THE THIEF WHO SPAT IN LUCK’S GOOD EYE by Michael McClung

I was lucky enough to be introduced to Michael McClung’s Amra Therys series by Mark Lawrence’s Self-Published Fantasy Blog Off, and came away impressed with McClung’s tight, compelling noir story. It was a trim, enjoyable tale with an interesting protagonist and a plot that kept the action coming.

In THE THIEF WHO SPAT IN LUCK’S GOOD EYE, McClung changes the formula. TROUBLE’S BRAIDS was strictly limited to the city in which Amra lived, but we barely get a few pages into LUCK’S GOOD EYE before Amra and Holgren are off in search of the lost city of Thagoth on a quest for the secret to immortality. In the first book, McClung made Lucernis feel like a real city by introducing us to scores of interesting characters who made the city feel vibrant and alive. But here, the outer world seems largely unpopulated, and almost everyone we meet is either immortal, a monster or both.

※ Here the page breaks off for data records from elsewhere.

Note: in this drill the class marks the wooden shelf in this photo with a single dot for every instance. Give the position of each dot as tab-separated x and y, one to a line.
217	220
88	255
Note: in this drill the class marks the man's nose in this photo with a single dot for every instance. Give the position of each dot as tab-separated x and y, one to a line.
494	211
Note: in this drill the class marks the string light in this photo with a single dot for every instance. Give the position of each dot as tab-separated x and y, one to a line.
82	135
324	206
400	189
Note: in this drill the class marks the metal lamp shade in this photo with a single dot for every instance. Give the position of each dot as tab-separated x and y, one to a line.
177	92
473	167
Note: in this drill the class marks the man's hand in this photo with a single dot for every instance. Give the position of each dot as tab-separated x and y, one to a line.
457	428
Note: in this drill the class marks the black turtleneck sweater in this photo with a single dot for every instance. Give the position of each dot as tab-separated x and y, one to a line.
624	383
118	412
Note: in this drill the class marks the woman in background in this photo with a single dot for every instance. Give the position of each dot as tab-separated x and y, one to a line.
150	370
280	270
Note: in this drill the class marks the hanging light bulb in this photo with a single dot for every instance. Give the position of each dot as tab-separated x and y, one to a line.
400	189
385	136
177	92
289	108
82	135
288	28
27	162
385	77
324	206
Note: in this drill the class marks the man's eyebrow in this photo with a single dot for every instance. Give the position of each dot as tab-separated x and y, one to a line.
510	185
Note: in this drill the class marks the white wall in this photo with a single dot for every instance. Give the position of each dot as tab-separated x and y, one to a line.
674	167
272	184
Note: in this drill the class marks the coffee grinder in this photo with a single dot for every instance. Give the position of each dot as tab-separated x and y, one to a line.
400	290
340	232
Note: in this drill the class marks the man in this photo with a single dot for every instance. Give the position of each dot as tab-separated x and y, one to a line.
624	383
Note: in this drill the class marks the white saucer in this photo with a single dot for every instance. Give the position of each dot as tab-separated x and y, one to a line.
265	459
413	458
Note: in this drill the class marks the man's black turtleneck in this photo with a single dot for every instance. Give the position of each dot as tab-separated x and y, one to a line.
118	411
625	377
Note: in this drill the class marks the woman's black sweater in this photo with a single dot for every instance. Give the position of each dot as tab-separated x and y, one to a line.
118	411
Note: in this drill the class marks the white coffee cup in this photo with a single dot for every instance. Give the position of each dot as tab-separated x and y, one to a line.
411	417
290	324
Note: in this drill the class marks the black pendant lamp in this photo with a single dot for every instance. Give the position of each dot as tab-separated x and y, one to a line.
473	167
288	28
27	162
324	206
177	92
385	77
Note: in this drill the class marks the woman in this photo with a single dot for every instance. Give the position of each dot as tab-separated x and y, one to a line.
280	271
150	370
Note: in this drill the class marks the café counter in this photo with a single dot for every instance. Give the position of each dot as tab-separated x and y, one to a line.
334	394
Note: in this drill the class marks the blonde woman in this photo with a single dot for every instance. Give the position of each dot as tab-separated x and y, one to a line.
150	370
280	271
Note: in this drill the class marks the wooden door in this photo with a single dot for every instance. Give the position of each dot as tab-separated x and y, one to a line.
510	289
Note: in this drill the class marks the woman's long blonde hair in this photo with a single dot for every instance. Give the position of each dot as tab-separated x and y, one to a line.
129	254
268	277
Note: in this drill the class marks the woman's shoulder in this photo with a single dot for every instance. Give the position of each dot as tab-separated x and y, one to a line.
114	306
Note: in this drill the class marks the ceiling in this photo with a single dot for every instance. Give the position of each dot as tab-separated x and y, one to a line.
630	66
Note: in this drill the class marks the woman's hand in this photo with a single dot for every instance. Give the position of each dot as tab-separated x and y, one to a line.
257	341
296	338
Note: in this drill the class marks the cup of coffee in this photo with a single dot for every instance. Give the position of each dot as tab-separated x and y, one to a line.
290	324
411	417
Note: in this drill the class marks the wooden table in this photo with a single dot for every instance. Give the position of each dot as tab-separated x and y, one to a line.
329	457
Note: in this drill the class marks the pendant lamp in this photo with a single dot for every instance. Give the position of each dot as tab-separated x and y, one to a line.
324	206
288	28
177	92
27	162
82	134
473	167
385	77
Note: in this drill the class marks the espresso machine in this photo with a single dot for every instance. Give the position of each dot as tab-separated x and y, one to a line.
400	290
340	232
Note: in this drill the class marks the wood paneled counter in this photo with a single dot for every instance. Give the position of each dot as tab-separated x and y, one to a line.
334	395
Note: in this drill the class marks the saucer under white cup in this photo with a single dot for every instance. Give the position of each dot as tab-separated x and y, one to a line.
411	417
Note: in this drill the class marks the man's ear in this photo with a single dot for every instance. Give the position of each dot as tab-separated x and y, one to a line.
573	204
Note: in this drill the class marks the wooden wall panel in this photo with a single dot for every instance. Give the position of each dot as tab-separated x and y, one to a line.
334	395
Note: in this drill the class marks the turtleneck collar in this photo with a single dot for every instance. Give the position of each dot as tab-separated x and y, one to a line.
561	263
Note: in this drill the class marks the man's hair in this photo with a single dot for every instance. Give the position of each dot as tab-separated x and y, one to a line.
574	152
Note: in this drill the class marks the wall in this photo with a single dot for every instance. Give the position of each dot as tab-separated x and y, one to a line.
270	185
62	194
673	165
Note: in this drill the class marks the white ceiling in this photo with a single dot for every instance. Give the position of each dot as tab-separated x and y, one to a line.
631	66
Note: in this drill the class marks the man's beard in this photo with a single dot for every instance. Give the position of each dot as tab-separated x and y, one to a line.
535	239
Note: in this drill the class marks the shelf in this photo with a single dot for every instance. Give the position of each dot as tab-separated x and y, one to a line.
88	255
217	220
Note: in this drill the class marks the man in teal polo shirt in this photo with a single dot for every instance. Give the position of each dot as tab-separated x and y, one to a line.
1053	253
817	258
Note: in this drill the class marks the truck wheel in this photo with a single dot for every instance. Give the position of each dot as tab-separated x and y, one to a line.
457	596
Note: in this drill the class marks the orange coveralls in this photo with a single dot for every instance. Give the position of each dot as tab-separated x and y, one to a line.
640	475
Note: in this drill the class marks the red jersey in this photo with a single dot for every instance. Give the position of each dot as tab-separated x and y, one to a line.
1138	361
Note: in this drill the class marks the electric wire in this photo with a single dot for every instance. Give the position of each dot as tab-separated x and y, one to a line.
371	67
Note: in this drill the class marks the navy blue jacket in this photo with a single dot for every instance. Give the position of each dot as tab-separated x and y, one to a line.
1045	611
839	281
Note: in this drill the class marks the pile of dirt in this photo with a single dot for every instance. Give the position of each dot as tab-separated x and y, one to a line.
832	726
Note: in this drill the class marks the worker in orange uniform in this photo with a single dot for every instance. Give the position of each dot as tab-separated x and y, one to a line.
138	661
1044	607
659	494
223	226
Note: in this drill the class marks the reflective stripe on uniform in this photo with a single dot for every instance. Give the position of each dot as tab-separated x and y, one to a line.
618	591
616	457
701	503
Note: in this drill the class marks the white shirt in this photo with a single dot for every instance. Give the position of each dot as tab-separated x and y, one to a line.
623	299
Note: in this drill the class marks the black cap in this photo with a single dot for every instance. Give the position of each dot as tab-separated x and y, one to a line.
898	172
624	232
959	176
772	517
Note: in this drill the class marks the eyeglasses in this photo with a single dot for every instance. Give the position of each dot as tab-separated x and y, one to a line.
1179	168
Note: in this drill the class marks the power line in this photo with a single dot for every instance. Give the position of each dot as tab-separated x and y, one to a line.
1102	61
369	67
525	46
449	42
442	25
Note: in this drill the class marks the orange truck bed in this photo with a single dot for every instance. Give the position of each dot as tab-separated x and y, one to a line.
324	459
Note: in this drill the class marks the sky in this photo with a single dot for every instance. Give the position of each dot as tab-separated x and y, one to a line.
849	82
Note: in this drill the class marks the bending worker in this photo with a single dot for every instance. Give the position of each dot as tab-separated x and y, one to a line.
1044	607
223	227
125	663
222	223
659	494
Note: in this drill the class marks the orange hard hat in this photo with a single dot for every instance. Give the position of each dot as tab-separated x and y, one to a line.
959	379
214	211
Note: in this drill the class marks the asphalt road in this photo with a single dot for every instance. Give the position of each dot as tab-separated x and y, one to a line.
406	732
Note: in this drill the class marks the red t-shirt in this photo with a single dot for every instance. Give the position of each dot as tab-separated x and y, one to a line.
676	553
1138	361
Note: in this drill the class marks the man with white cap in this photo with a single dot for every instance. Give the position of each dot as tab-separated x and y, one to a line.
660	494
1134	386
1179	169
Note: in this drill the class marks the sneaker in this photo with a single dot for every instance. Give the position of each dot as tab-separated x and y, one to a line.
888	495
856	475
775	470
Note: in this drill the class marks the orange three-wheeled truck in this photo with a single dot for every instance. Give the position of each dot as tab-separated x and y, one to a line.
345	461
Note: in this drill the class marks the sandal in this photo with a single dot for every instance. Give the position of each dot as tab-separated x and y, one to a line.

The setting is just a symptom of the changed focus, as brief interludes are interspersed between scenes. In these interludes, we see the gods Kerf and Isin looking down on Amra and Holgren from the heavens. While Kerf’s confusion as to why Amra constantly uses “Kerf’s balls” as a swear term is amusing, for the most part, these scenes didn’t do much for me, and the idea that the gods were playing a hands-on role in Amra’s adventures didn’t bring any additional stakes or excitement to the proceedings.

Unfortunately, that was part of a trend. When Amra and Holgren eventually find the city of Thagoth, they soon find themselves in the midst of a battle between a powerful sorceror and two immortal gods, a battle that requires Amra and Holgren to understand a long history between the key players. This probably has more to do with my interests than McClung’s skill as a writer and storyteller, but I found myself largely disinterested. I was also uninterested (and, admittedly, a bit confused by) Amra’s new love interest, which seemed to come out of nowhere.

The story wasn’t helped by the discovery that one god’s blood could bring dead characters back to life, which ends up becoming something of a crutch throughout the story — so much so that one character is brought back to life twice.

On the plus side, Amra remains the same strong, principled protagonist as before, even as we get a chance to explore her dark past and why she continues to see herself as a questionable character. Her flashbacks were illuminating and lent depth to a character I already liked.

Ultimately TROUBLE’S BRAIDS was a very personal story, in which Amra investigates a friend’s murder and shows that she’s willing to go to incredible lengths to find the truth. In LUCK’S GOOD EYE, the stakes are raised, but the story feels far less personal, and I found myself disappointed as a result.